I didn't like the first half of the seventh Harry Potter movie. At all. Tedious wasn't the word for it.

"Superfluous cash grab" was closer to the mark.

You could say it was not with the highest of anticipation I approached what many have been calling "Harry Potter Part 7.5." I hadn't seen each and every one of the previous movies, but Alfonso Cuaron's Prisoner of Azkaban aside, all the other ones I've been subjected to have seemed plot-pointy and overlong. As a series, Potter has seemed incidental to a numbing degree, and the first installment of the final book Deathly Hallows was the worst offender.

That the exact same cast and the exact same crew (and, technically, the exact same book) could result in a movie as taut, exciting and expedient as its first half was meandering and dull must count as a bigger feat of magic than any pupil attending Hogwart's has ever summoned. A comparatively trim 130 minutes, Deathy Hallows Part 2 sacrifices epic overtures in exchange for genuine, lean action sequences and the mundane, buttoned-down approachability that presumably brought so many readers to the Potter fold in the first place.

And I don't think that's just 10 years of waiting for the movie series to be over with talking.

Everyone who absorbs themselves in J.K. Rowling's series of books feels they've grown up with them.

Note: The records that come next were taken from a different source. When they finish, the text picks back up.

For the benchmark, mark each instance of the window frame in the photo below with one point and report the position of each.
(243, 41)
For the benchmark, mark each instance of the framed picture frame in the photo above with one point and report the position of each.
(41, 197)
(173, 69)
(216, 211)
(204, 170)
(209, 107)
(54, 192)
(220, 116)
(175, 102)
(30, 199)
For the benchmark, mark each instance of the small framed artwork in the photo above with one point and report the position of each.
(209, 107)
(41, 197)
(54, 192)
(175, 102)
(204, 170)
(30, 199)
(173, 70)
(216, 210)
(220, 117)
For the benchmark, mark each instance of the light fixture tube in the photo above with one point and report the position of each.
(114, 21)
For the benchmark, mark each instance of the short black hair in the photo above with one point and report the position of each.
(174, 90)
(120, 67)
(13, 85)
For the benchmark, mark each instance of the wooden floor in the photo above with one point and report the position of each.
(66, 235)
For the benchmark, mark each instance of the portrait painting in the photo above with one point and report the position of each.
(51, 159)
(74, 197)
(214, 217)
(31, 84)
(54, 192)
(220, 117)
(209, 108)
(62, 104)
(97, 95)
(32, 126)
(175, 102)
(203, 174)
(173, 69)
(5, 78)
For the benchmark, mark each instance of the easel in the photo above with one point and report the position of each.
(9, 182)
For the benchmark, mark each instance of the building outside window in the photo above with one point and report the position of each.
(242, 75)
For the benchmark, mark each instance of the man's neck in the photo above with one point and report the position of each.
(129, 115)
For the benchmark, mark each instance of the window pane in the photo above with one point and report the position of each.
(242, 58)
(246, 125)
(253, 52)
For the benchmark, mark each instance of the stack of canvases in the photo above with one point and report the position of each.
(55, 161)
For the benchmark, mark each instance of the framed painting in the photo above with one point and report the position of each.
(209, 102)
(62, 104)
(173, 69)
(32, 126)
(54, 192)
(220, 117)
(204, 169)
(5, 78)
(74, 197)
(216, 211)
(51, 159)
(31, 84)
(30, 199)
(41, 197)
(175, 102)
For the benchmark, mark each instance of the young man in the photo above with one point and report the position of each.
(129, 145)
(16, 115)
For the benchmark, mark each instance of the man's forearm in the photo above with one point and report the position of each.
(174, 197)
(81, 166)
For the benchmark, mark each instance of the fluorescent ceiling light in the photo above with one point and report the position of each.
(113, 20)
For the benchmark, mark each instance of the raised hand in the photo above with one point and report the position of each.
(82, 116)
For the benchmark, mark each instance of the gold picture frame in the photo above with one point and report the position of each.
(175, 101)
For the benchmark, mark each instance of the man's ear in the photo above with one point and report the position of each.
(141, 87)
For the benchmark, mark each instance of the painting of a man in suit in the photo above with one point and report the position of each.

I've heard it said time and again that she tailored her writing to reflect the maturation of both the series' characters and, presumably, its readers. That's true to a point, but the "darkness" of the final installments is still firmly stationed within the comforting Star Wars-ian simplicity of good vs. evil. And the sophistication of Deathly Hallows is probably not giving Philip Roth or Don DeLillo any sleepless nights.

Nor should it. The reason that the final Deathly Hallows movie works, then, is that it fully embraces the fact that Harry Potter is indeed, or at least winds up being, a series of kids' books for adults. Rowling's biggest weakness as a storyteller -- her habit for setting up checklists of things Potter must do to arrive at the next book -- are still present, but the systematic destruction of Voldemort's horcruxes is treated as the backdrop to discovering the forces that have guided Potter's journey up to this point.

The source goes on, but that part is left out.